オスカーとミオは抱きしめあったまま、ひまわりたちの最期の瞬間を静かに見守っていた。
「無事で良かったな」
事の顛末を聞き終えた恒人が、オスカーに笑顔を向けた。
オスカーもまた笑顔でそれに応えて口を開く。
「心配かけちゃったし、いろいろ……ごめんなさい。あと、ありがとう」
「こうして無事に帰ってきたんだ。それで充分だよ」
「本当にちゃんと一緒に帰って来れて良かった。それで、あの……」
ミオはオスカーに笑顔を向けてから、おずおずとした口調と共に八雲へと視線を向けた。
八雲はいつものように座席に座っていたが、その視線ににこりと微笑み「無事で何よりだよ。どうかした?」とミオの方に視線を向けてから首を傾げる。
「お金とか……」
「ああ……そうだなぁ……」
ありありと困惑をたたえたミオが尋ねると、八雲は少し考えてから「この喫茶店、これからも贔屓にしてね?」といって笑った。

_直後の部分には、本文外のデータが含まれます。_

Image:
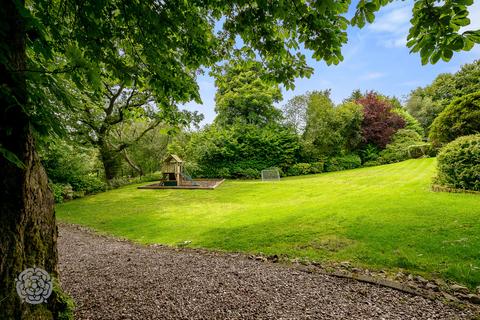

八雲の言葉にオスカーとミオは驚きながら視線を合わせる。最初から代金をもらうつもりはなかったらしい八雲は、ただただ微笑みを浮かべるばかりだ。
「い、いいんですか?」
「うん」
「けどそんな……」
「うちとしては、客がついてありがたいけどなー」
困り果てているミオに恒人が声をかけつつ笑う。
「気になるなら、八雲に一品奢るとかでどうだ?」
続けられた恒人の言葉に、またしてもオスカーとミオは驚きに視線を合わせる。
どうやらこの大人たちはどうあっても料金の支払いをさせないつもりらしい。
「それならオムライスがいいな」
オスカーとミオが目を瞬かせている間に、八雲と恒人が軽口を交わす。
「じゃあ、とっておきのオムライスにしてください!」
先に割り切ったオスカーが恒人に対して要望を口にすると、恒人が満足そうに笑った。
「おし、じゃあ特別なやつにすっか」
恒人が店の奥へと戻っていくのを見送ってから、オスカーとミオが八雲に「ありがとうございました」と口々に感謝の言葉を紡ぐ。
「どういたしまして。気にしなくていいよ」
八雲は笑って当たり前のように言葉を返した。
今日もこの店はいつもと変わらず、穏やかな時間が流れている。